Let's take an example from recent international accident: Fullmetal Alchemist live-action movie. Saya benar-benar jungkir-balik memuji serialisasi komik dan adaptasi animasinya, terutama Fullmetal Alchemist Brotherhood (2009). Keseimbangan antara typical cliches―young hot-headed protagonist embarking on a journey looking for something important, power of friendship/brotherhood, perseverance, etc―dan hal-hal khusus yang hanya bisa ditemukan di kisah tersebut sangat bagus. Tapi saya juga penikmat cerita-cerita dengan trope serupa, maka nggak salah dong jika kita asumsikan Fullmetal Alchemist itu selera saya banget? Yet still, I won't say its live-action adaptation was done well. Silakan baca ulasan yang tersedia supaya saya tidak perlu ngomel ulang di sini. Huhu.

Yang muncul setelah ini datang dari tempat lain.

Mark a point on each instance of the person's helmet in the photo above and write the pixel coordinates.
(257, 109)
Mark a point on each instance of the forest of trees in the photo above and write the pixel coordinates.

Contoh lain? Sebut saja Sailor Moon. Saya tahu ini mega serial fenomenal dan tidak akan flat-out menganggapnya jelek, karena memang memiliki banyak aspek bagus di dalamnya, namun saya sulit sepenuhnya menyukai Sailor Moon. But-but-but this is THE Sailor Moon! Magical girls! And I loooove magical girls stories. I have read and watched dozen titles of them! This is definitely my cup of tea! Magical girls seleraku! Cuma ya mau bagaimana lagi. Saya sangat tidak puas dengan penokohan Tsukino Usagi dan Chiba Mamoru sebagai para tokoh utama. To date, I do not think they deserve all those divine powers and attention. Terasa timpang, apabila dibandingkan dengan karakter-karakter pendukung seperti Hino Rei, Aino Minako, bahkan Tenou Haruka yang nongol belakangan sebagai outer sailor. Sehingga biarpun genre, topik, dan world building ceritanya boleh dianggap 'selera gue banget', Sailor Moon still doesn't hit my 10 shoujo manga list.

To sum it up, I guess I just want people to be more open to talks about books and movies. Objectively discussing what makes them good, what gives them value, and which parts are potentials for improvements. Tanpa harus buru-buru kebelet menyudahi pembahasan dengan jurus pamungkas, "Selera lo beda aja sih" ketika menjumpai opini berlainan tentang sebuah karya.

...Saya salah nggak ya? Duh bingung.